The tragic thing is, it doesn't have to be this way. E-mails don't have to stink as a communications vehicle. There are really only three elements to excellent e-mail: clarity, brevity and extreme courtesy. Itís a stone-cold medium, so put a smile in your voice when you write that puppy, will you, Bud? Thanks, let's move on. Here are six essential templates to help the novice e-mailer craft e-messages while remaining somewhat human, if you believe that is indeed a virtue:

  1. The "Please get back to me about something" message. Sure, you need a response. But don't be nugatory -- be nice. Viz:
    Dear _______, I can't believe its been so long since we traded e-mails. Let's ameliorate that situation real soon. Like now. And while you're at it, what's your response on the Forbisher proposal? I await your reply . . . like today. Time's a wasting. Your associate, Larry.
    See? Friendly! Demonstrative! Affable! That's the ticket.

  2. The "I will be attending the meeting on the 18th" message. Getting to someone with timely data on upcoming plans is important. But why make it perfunctory just because it's short? Do better as in:
    Dear ______, Until this morning I had no reason to live. Yes, I will attend your seminar on the tax implications of limited partnerships in leveraged development scenarios. Wouldn't miss it. Yours till the prime rate falls. Barry.
    For one second, the person receiving this may doubt the seriousness as a person. That's good, especially if you are an essentially serious person.

  3. The "Here are my ideas on the Flabushnik situation" message. The purpose of any such communication is to make your recipient want to know more. To wit:
    Dear _______, The Flabushnik thing will work if we 1) pay him enough money, 2) make him go away by next Thursday. Send up a smoke signal if you agree. Thanks, Harry.
    Pithy? Yep! Cybernetic? No way!

  4. The "Here's what I think of your idea on the marketing issue" message. Sometimes you need to communicate something equivocal. All the more reason to be tender, warm, and loving.
    Dear ______, A free poached salmon with guacamole is waiting for you next Tuesday at 12:30 p.m. at Café Fauteuil. At that time, you may also hear six things that I think are wrong with your proposal of October 3rd. See ya there! Best, Gary.
    Who could resent that?

  5. The "Here's what I plan to do in regard to Ms Cromagnon" message. Most sensitive are human resource issues that pertain to individuals who need schooling of some sort. Beware! A whisper on an indication with a soupcon of deniability is all that's required:
    My dear ______, Ms. Cromagnon's obvious strengths as an employee must have become obvious to someone at some point in her illustrious career. Please forward such evidence to me,as I must confess that her existing file is bulging with conflicting impressions. Looking forward to your reply, I remain yours very truly, Maury.

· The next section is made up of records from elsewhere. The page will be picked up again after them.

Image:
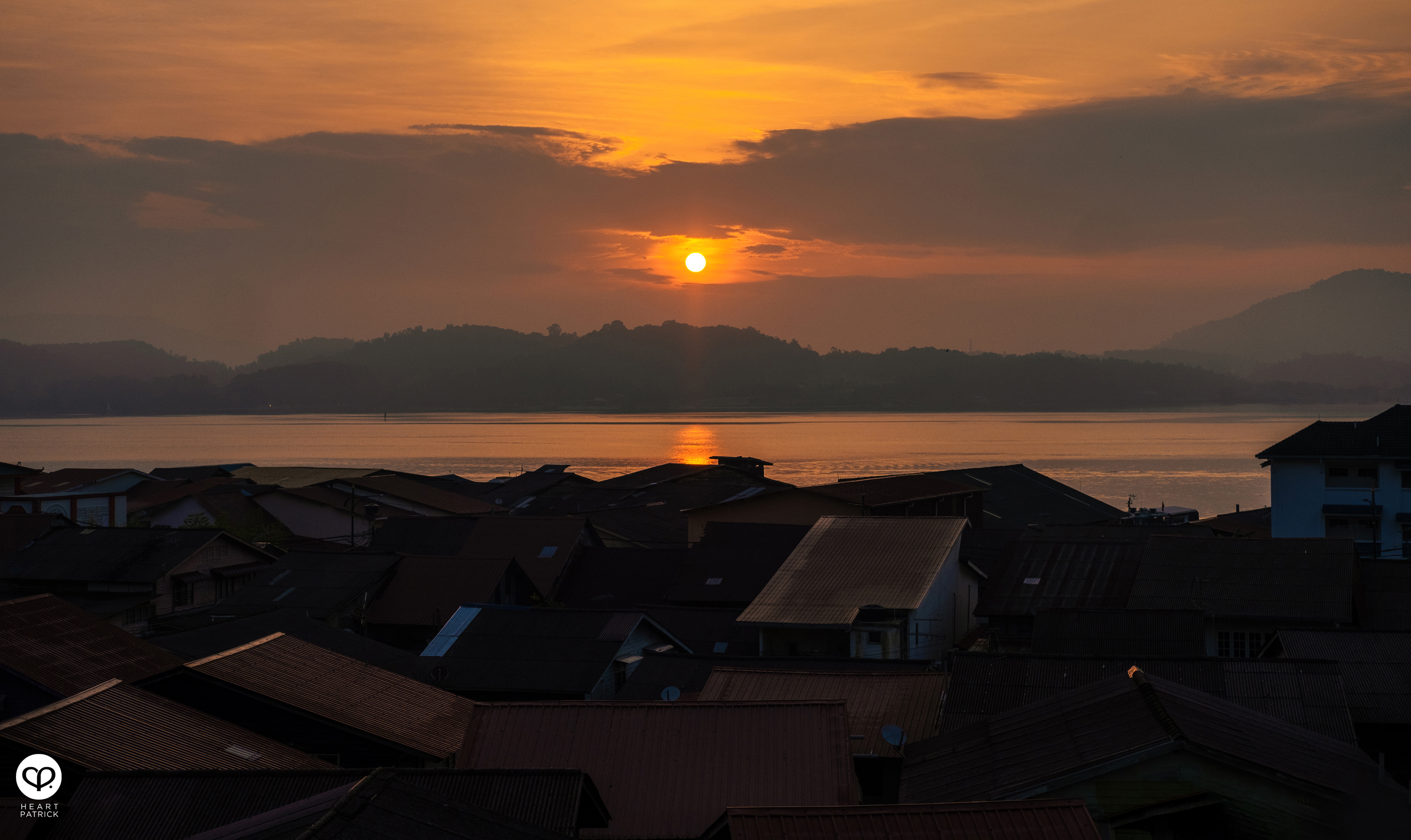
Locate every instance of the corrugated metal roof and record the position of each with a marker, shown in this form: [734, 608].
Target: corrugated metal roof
[115, 726]
[321, 582]
[345, 690]
[1156, 633]
[1376, 668]
[1023, 749]
[429, 589]
[690, 671]
[669, 770]
[1074, 574]
[120, 805]
[1385, 436]
[300, 477]
[875, 699]
[850, 561]
[894, 489]
[1029, 819]
[1307, 580]
[1303, 692]
[740, 556]
[204, 642]
[388, 808]
[68, 650]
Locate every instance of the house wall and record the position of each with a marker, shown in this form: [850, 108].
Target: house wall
[1299, 491]
[782, 508]
[309, 519]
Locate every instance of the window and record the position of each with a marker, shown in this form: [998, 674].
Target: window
[229, 585]
[1351, 474]
[139, 613]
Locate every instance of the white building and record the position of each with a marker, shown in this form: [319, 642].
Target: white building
[1347, 479]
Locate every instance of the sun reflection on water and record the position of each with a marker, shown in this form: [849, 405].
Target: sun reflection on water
[693, 444]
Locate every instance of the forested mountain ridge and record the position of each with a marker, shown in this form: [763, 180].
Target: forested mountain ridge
[650, 369]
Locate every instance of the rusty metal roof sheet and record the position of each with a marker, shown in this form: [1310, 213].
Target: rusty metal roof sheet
[120, 805]
[1156, 633]
[116, 726]
[1376, 668]
[346, 691]
[1304, 692]
[429, 589]
[850, 561]
[875, 699]
[1015, 754]
[1290, 578]
[1028, 819]
[1076, 574]
[690, 671]
[68, 650]
[669, 770]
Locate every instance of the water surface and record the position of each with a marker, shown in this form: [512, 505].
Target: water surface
[1201, 460]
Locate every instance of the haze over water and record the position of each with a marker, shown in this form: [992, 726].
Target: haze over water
[1201, 460]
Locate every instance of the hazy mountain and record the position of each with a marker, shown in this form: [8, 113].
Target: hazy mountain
[1362, 312]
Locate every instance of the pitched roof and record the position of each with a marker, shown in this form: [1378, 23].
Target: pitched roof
[793, 753]
[68, 650]
[319, 582]
[222, 636]
[346, 691]
[1297, 580]
[1014, 754]
[850, 561]
[892, 489]
[1074, 574]
[1052, 819]
[1018, 496]
[300, 477]
[120, 805]
[618, 578]
[386, 807]
[911, 699]
[1303, 692]
[137, 556]
[534, 652]
[734, 561]
[421, 494]
[1104, 632]
[115, 726]
[1376, 668]
[72, 479]
[690, 671]
[1385, 436]
[429, 589]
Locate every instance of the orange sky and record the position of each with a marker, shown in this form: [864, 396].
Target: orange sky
[633, 85]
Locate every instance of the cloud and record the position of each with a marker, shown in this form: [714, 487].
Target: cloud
[961, 79]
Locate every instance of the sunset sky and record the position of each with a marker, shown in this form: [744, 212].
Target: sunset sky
[1021, 175]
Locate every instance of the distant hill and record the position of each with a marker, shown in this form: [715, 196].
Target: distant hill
[1362, 312]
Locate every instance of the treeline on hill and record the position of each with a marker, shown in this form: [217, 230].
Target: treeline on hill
[650, 369]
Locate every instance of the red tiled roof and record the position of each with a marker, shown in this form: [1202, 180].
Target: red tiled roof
[669, 770]
[68, 650]
[345, 690]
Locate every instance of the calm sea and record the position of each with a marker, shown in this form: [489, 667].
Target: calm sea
[1201, 460]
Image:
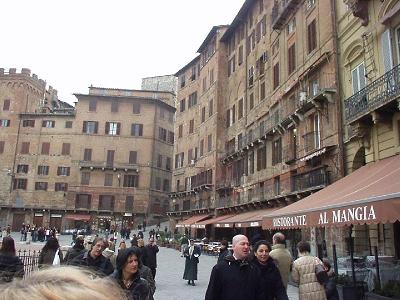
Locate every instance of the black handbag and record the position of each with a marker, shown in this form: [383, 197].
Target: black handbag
[320, 272]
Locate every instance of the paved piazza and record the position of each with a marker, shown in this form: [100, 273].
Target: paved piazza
[170, 285]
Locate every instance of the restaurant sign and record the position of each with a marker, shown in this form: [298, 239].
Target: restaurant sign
[343, 215]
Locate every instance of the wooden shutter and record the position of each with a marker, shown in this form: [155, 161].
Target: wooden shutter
[118, 128]
[106, 131]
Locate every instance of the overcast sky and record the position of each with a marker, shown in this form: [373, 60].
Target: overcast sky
[72, 44]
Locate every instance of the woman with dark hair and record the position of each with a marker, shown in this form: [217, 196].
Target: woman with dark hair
[127, 274]
[77, 249]
[49, 251]
[303, 273]
[10, 265]
[330, 285]
[223, 251]
[268, 272]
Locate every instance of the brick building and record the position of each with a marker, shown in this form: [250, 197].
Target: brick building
[105, 162]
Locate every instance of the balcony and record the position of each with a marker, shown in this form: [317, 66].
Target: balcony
[312, 141]
[281, 11]
[289, 153]
[315, 179]
[101, 165]
[380, 94]
[319, 90]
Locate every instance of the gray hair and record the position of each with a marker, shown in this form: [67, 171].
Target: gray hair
[279, 238]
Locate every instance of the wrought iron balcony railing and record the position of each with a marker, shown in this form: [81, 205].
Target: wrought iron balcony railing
[309, 180]
[378, 93]
[312, 141]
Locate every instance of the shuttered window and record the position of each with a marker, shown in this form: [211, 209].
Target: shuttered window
[45, 148]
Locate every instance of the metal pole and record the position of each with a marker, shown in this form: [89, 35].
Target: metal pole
[378, 276]
[335, 266]
[352, 255]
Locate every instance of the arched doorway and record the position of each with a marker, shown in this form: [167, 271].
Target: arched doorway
[359, 159]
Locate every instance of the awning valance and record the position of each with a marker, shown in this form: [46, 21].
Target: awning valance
[202, 224]
[247, 219]
[77, 217]
[191, 220]
[369, 195]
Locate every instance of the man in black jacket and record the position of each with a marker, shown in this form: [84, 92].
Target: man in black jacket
[234, 277]
[151, 256]
[94, 259]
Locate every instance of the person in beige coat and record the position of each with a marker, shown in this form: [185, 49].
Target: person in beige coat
[281, 256]
[303, 273]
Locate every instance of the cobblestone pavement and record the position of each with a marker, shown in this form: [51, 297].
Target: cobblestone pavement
[170, 285]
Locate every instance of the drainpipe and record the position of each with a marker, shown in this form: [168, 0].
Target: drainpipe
[339, 105]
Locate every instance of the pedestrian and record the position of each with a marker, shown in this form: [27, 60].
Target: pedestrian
[330, 285]
[62, 283]
[47, 256]
[143, 252]
[77, 249]
[191, 255]
[10, 265]
[223, 251]
[93, 259]
[281, 256]
[268, 272]
[235, 277]
[151, 256]
[127, 274]
[303, 273]
[134, 241]
[145, 273]
[184, 243]
[122, 245]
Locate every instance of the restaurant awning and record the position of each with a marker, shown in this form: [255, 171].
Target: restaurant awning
[191, 220]
[369, 195]
[77, 217]
[247, 219]
[202, 224]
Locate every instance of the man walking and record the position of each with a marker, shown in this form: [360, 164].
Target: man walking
[234, 277]
[281, 256]
[151, 256]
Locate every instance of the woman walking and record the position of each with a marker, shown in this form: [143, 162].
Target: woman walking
[268, 272]
[191, 254]
[303, 273]
[48, 253]
[10, 265]
[127, 274]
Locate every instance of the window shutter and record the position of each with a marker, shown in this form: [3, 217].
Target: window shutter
[387, 50]
[107, 127]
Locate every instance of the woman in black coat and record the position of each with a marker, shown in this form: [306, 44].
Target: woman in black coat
[268, 272]
[127, 274]
[10, 265]
[330, 286]
[191, 254]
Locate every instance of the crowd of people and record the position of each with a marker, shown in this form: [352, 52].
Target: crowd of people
[257, 271]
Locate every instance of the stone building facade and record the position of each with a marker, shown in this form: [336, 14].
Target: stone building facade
[369, 47]
[105, 162]
[279, 120]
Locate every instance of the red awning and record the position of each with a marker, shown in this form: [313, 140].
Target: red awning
[247, 219]
[203, 224]
[191, 220]
[370, 195]
[77, 217]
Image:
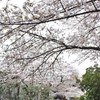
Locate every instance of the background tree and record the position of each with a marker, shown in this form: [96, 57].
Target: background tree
[90, 83]
[36, 37]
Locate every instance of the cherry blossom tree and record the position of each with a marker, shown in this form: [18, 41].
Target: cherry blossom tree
[36, 37]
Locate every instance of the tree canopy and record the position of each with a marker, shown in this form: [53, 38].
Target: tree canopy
[34, 39]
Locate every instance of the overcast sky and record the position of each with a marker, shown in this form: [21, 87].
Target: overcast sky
[81, 68]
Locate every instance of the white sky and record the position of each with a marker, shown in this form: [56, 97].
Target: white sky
[81, 68]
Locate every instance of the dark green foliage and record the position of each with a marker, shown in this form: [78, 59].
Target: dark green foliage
[90, 83]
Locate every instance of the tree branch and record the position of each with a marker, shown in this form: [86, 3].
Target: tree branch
[45, 21]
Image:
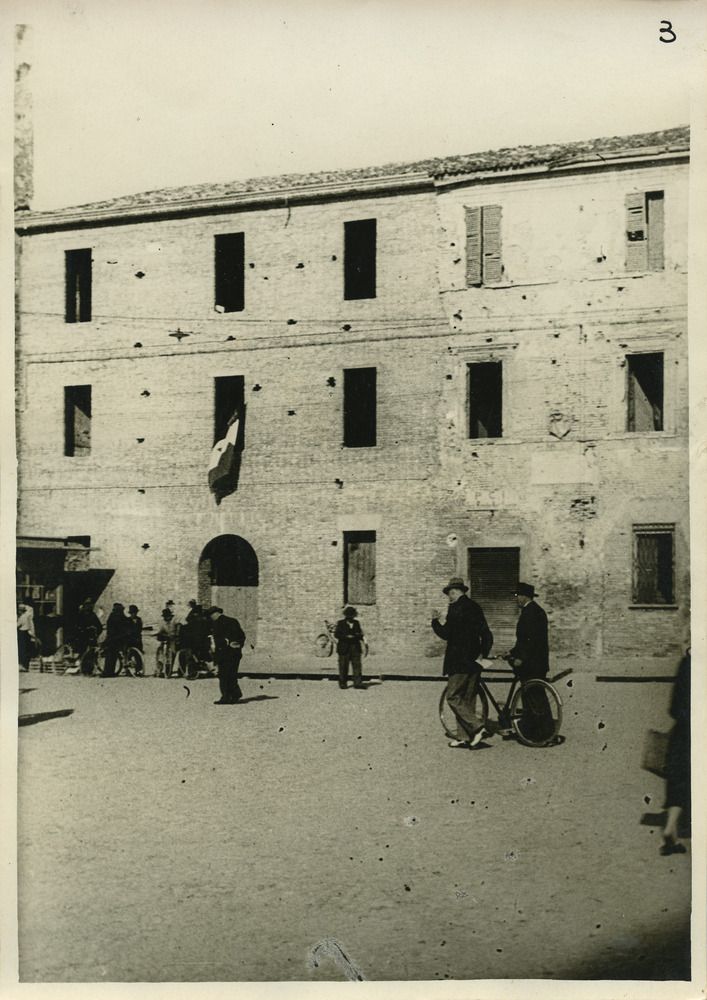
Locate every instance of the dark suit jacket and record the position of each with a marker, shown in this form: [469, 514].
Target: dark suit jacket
[348, 638]
[226, 630]
[531, 642]
[467, 634]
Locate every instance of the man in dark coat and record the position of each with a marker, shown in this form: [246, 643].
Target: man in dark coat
[468, 637]
[229, 638]
[530, 655]
[349, 637]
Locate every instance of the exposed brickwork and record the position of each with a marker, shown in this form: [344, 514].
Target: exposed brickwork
[565, 483]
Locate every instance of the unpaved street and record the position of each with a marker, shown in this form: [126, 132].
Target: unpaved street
[163, 838]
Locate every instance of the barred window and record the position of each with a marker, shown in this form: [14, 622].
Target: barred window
[654, 564]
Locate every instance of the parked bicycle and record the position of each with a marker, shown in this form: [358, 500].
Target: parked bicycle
[325, 643]
[128, 660]
[521, 713]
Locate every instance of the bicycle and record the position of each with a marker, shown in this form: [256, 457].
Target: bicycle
[325, 642]
[519, 712]
[92, 663]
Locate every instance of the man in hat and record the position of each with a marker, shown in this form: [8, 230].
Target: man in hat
[229, 638]
[530, 655]
[468, 637]
[349, 637]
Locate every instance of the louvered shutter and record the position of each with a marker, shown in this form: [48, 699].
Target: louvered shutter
[473, 246]
[655, 216]
[491, 240]
[636, 242]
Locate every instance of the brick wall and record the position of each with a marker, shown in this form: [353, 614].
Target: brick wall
[561, 326]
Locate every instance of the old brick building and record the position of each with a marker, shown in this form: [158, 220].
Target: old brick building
[474, 365]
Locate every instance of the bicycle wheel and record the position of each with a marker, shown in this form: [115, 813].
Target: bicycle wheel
[64, 658]
[88, 663]
[323, 646]
[536, 713]
[449, 721]
[187, 664]
[134, 663]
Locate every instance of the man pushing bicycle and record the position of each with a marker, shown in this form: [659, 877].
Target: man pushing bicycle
[468, 637]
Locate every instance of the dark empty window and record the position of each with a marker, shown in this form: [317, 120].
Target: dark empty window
[645, 392]
[229, 262]
[359, 567]
[78, 285]
[77, 420]
[228, 405]
[653, 564]
[360, 259]
[359, 407]
[483, 245]
[644, 231]
[485, 399]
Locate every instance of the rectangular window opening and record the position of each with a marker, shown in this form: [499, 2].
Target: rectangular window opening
[360, 567]
[229, 270]
[229, 406]
[645, 392]
[360, 259]
[359, 407]
[653, 564]
[483, 245]
[485, 399]
[645, 219]
[77, 420]
[78, 265]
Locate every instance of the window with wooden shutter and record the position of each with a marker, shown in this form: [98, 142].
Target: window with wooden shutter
[653, 563]
[645, 392]
[655, 224]
[485, 399]
[77, 420]
[360, 567]
[483, 245]
[78, 281]
[644, 231]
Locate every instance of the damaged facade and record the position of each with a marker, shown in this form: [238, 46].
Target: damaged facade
[475, 366]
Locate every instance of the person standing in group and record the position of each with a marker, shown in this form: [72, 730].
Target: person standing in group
[228, 642]
[135, 627]
[25, 635]
[349, 640]
[118, 633]
[168, 633]
[677, 764]
[467, 636]
[530, 655]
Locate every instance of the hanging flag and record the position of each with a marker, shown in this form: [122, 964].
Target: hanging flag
[225, 462]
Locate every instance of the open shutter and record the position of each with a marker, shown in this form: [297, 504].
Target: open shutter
[491, 230]
[473, 246]
[636, 242]
[654, 220]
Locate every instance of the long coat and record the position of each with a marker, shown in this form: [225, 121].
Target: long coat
[226, 630]
[531, 642]
[467, 634]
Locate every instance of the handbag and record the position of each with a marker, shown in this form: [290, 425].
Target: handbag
[655, 752]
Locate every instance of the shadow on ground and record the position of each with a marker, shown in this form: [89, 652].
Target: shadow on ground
[29, 720]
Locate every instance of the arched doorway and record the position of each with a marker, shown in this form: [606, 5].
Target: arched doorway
[228, 577]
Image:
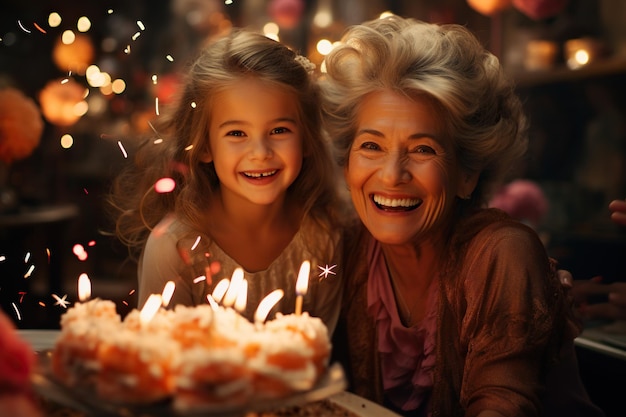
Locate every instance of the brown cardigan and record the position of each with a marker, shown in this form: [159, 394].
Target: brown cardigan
[502, 318]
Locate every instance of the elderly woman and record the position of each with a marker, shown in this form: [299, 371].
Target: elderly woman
[450, 309]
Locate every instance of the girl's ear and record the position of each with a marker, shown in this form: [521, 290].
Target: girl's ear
[467, 184]
[206, 156]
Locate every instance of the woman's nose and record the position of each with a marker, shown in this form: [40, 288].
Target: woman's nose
[395, 169]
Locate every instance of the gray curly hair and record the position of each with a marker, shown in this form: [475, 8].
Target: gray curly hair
[480, 111]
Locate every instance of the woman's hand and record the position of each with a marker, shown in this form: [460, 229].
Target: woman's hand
[618, 211]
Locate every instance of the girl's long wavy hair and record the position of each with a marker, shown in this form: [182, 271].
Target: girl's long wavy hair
[183, 137]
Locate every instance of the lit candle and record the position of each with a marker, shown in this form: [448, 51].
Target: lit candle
[302, 285]
[84, 287]
[212, 302]
[242, 297]
[168, 292]
[267, 304]
[233, 289]
[220, 289]
[150, 308]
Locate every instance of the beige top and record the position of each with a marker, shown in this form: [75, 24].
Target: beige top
[173, 253]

  6. The "Here's what I really think about the chairman's plan acquire Romania" message. Finally, various and sundry people will be stupid enough to call for dangerous opinions to be expressed in this forum. Resist.
    Call me, _______, There are some things that donít belong on e-mail and here is one of them. Ten-four. Jerry

And when you sit down to write your 23rd cryptic mini-message of the day --- how about a really bright idea, Sparky? Pick up a phone!